Konsep pembelajaran tidak hanya mengedepankan kemampuan intelektual. Melainkan pendidikan karakter ahlak islam serta diseimbangkan dengan berbagai kegiatan ekskul.
Setelah istirahat sejak waktu salat dzuhur tiba, pembelajaran kembali dilanjutkan pukul 14.00 Wita.
Mengedepankan metode pembelajaran non formal, sistem pembelajaran tetap didukung oleh sarana teknologi informasi. Ini sebagai upaya lebih memudahkan anak-anak untuk memahami pelajaran yang disampaikan.
Kegiatan belajar mengajar juga tidak dibuat membosankan. Itu diselingi dengan bermain dan berolahraga. Jadwal yang padat mebuat anak-anak tak terasa kalau mereka sudah seharian di sekolah.
“Selain pelajaran kognitif, anak-anak juga akan dibekali dengan ekskul mulai dari wushu, pramuka, sempoa, seni dan musik serta ekskul lainnya. Ini sebagai upaya menyeimbangkan otak kiri dan kanan,” terang Liniar.
Inilah yang menurutnya membuat siswa merasa betah di sekolah. “Kadang orang tua capek nunggu anaknya sampai jam 5 karena mereka keasikan beraktivitas di sekolah. Beberapa siswa juga ada yang nggak mau libur dan minta tetap masuk sekolah,” sambungnya.

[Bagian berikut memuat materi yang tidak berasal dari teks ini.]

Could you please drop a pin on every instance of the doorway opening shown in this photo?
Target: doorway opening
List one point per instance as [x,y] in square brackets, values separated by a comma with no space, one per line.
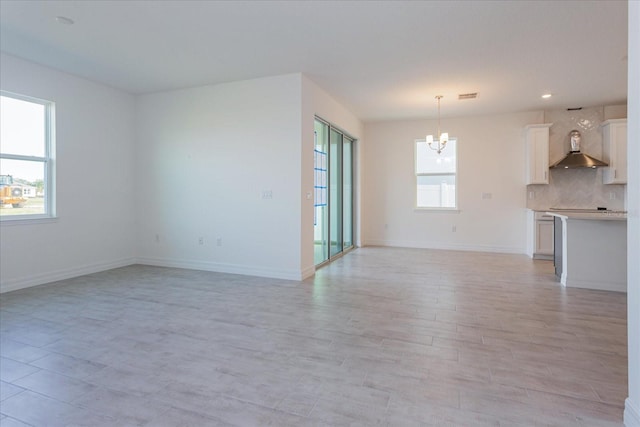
[333,192]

Sekolah ini digagas oleh Dosen FKIP Unram yang juga psikolog, Muazar Habibi. Dijelaskannya Full Day School sejatinya bukan sebuah tujuan melainkan hanya instrument. Karena tujuan itu sendiri adalah bagaimana membuat anak cerdas, berkarakter dan lebih bermartabat di kancah internasional.
“Anak-anak akan dilatih lebih mandiri dengan sistem ini. Tinggal bagaimana konsep pembelajaran didesain menyenangkan dan professional,” kata dia.
Sistem pembelajaran ini sebenarnya sangat efektif berdasarkan best practice di negara maju dan berpengalaman. Namun, Full Day School ini sudah banyak dilakukan di pondok pesantren di seluruh wilayah Nusa Tenggara Barat. Sehingga ia merasa tidak perlu ada yang dikhawatirkan dengan sistem full day school ini.
“Syaratnya adalah perlu kajian konferhensip, strateginya dan bagaimana prosesnya. Ini semua perlu didiskusikan secara professional,” tandasnya.